"I am not sure of a real business need for a Cartesian product"
I have seen a pretty useful implementation of a Cartesian product.
Have you ever had a report where you need a series of data grouped by a specific criteria in the series in the data (foreign keys), then by Days, weeks, or months. But when ever there was no data for the day week or month it would simply be missing from your report? Well that is fixed by creating a pretty simple static table to store your dates in. Then with a cross join on your series and your dates you will get a product all of the dates for each of your series even though they are unrelated you still get use out of their product. Eg
Table IDs
ID |
---|
1 |
2 |
4 |
Dates
date |
---|
2007-04-01 00:00:00.000 |
2007-04-02 00:00:00.000 |
2007-04-03 00:00:00.000 |
You can now cross join (Select * from IDs Cross Join Dates)
1 | 2007-04-01 00:00:00.000 |
1 | 2007-04-02 00:00:00.000 |
1 | 2007-04-03 00:00:00.000 |
2 | 2007-04-01 00:00:00.000 |
2 | 2007-04-02 00:00:00.000 |
2 | 2007-04-03 00:00:00.000 |
4 | 2007-04-01 00:00:00.000 |
4 | 2007-04-02 00:00:00.000 |
4 | 2007-04-03 00:00:00.000 |
now that you have this nice neat Cartesian product you can include a left join to the table with your meat and get your statistics.

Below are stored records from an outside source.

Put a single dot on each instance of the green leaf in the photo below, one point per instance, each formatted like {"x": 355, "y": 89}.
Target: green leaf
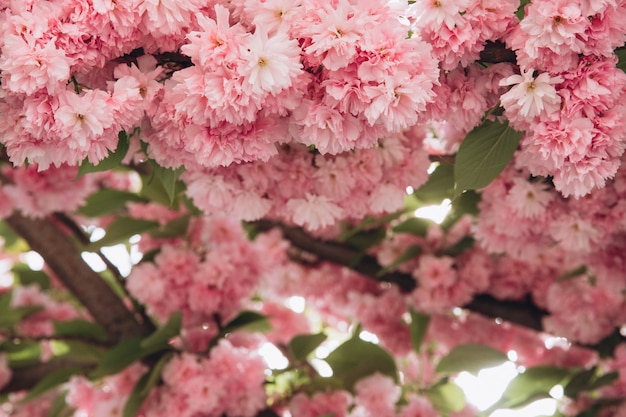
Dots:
{"x": 121, "y": 229}
{"x": 27, "y": 276}
{"x": 446, "y": 397}
{"x": 465, "y": 203}
{"x": 120, "y": 356}
{"x": 365, "y": 239}
{"x": 579, "y": 382}
{"x": 10, "y": 316}
{"x": 581, "y": 270}
{"x": 21, "y": 354}
{"x": 161, "y": 337}
{"x": 59, "y": 407}
{"x": 302, "y": 345}
{"x": 162, "y": 185}
{"x": 534, "y": 383}
{"x": 80, "y": 328}
{"x": 520, "y": 11}
{"x": 419, "y": 326}
{"x": 483, "y": 154}
{"x": 470, "y": 357}
{"x": 107, "y": 201}
{"x": 76, "y": 350}
{"x": 143, "y": 387}
{"x": 175, "y": 228}
{"x": 603, "y": 380}
{"x": 410, "y": 253}
{"x": 440, "y": 185}
{"x": 113, "y": 160}
{"x": 50, "y": 381}
{"x": 414, "y": 225}
{"x": 248, "y": 320}
{"x": 356, "y": 359}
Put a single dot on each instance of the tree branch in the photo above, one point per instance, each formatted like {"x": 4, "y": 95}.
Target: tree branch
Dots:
{"x": 27, "y": 377}
{"x": 523, "y": 313}
{"x": 85, "y": 284}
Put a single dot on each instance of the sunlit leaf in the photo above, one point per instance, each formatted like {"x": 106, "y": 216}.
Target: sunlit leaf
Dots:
{"x": 483, "y": 154}
{"x": 118, "y": 358}
{"x": 302, "y": 345}
{"x": 471, "y": 358}
{"x": 414, "y": 225}
{"x": 356, "y": 359}
{"x": 440, "y": 185}
{"x": 107, "y": 201}
{"x": 534, "y": 383}
{"x": 248, "y": 320}
{"x": 446, "y": 397}
{"x": 80, "y": 328}
{"x": 418, "y": 329}
{"x": 121, "y": 229}
{"x": 51, "y": 381}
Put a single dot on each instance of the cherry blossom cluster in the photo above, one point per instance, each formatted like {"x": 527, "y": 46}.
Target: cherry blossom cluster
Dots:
{"x": 229, "y": 381}
{"x": 459, "y": 30}
{"x": 313, "y": 190}
{"x": 38, "y": 193}
{"x": 42, "y": 322}
{"x": 463, "y": 97}
{"x": 574, "y": 123}
{"x": 375, "y": 395}
{"x": 554, "y": 34}
{"x": 549, "y": 231}
{"x": 337, "y": 76}
{"x": 215, "y": 273}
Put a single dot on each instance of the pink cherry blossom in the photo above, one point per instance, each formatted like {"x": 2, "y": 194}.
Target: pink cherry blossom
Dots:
{"x": 531, "y": 96}
{"x": 29, "y": 65}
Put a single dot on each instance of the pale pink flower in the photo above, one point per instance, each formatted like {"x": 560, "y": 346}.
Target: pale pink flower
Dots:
{"x": 530, "y": 96}
{"x": 575, "y": 233}
{"x": 528, "y": 199}
{"x": 435, "y": 271}
{"x": 418, "y": 406}
{"x": 28, "y": 65}
{"x": 375, "y": 396}
{"x": 335, "y": 33}
{"x": 314, "y": 211}
{"x": 554, "y": 24}
{"x": 84, "y": 117}
{"x": 435, "y": 13}
{"x": 270, "y": 62}
{"x": 582, "y": 312}
{"x": 275, "y": 15}
{"x": 321, "y": 403}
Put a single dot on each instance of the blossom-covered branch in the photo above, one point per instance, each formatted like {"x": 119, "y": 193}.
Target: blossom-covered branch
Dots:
{"x": 87, "y": 286}
{"x": 522, "y": 313}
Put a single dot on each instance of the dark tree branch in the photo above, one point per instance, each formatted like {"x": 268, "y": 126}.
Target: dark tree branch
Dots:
{"x": 86, "y": 285}
{"x": 338, "y": 253}
{"x": 495, "y": 52}
{"x": 523, "y": 313}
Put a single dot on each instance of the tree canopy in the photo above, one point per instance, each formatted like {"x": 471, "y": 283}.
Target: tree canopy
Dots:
{"x": 261, "y": 167}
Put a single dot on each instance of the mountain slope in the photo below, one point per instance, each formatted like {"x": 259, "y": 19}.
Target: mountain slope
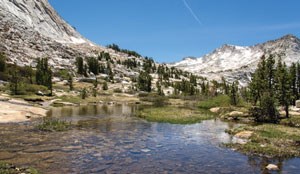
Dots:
{"x": 236, "y": 63}
{"x": 32, "y": 29}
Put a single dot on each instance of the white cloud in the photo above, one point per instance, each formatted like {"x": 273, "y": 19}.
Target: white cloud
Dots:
{"x": 192, "y": 12}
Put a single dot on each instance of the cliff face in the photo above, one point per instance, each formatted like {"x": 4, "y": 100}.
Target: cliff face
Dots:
{"x": 32, "y": 28}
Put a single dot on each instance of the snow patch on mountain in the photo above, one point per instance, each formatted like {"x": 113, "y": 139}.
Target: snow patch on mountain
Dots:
{"x": 237, "y": 62}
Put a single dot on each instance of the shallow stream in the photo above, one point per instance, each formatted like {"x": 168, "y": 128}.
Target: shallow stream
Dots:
{"x": 109, "y": 139}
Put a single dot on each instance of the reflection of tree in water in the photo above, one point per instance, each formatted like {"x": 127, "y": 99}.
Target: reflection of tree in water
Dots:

Select IDs.ID, Dates.Date, IsNull(Count(meat.id), 0) from IDs Cross Join Dates Left Join meat on meat.id = ids.ID and meat.date = dates.date Group by IDs.ID, Dates.Date
It works out pretty nice when aggregating data for 3 dimensional charting apps.
Try it out
Select
1 as ID into #ids
insert
into #ids values (2)
insert
into #ids values (3)
Select
'2007-04-01 00:00:00.000' as date into #dates
insert
into #dates values ('2007-04-02 00:00:00.000')
insert
into #dates values ('2007-04-03 00:00:00.000')
Select
1 as id, '2007-04-03 00:00:00.000' as date into #meat
insert
into #meat (id, date) values (1,'2007-04-03 00:00:00.000')
insert
into #meat (id, date) values (1,'2007-04-03 00:00:00.000')
insert
into #meat (id, date) values (1,'2007-04-01 00:00:00.000')
insert
into #meat (id, date) values (2,'2007-04-03 00:00:00.000')
insert
into #meat (id, date) values (2,'2007-04-03 00:00:00.000')
insert
into #meat (id, date) values (2,'2007-04-02 00:00:00.000')
insert
into #meat (id, date) values (2,'2007-04-02 00:00:00.000')
insert
into #meat (id, date) values (3,'2007-04-01 00:00:00.000')
Select
#ids.id, #dates.date, isnull(count(#meat.id),0) as ID_Date_Count
from
#ids cross join #dates
Left join #meat on #meat.id = #ids.id and #meat.date = #dates.date
Group
by #ids.id, #dates.date
Drop
table #ids
Drop
table #date
Drop
table #meat
Sorry for the bad markup but im not just #'n meat this is pretty useful.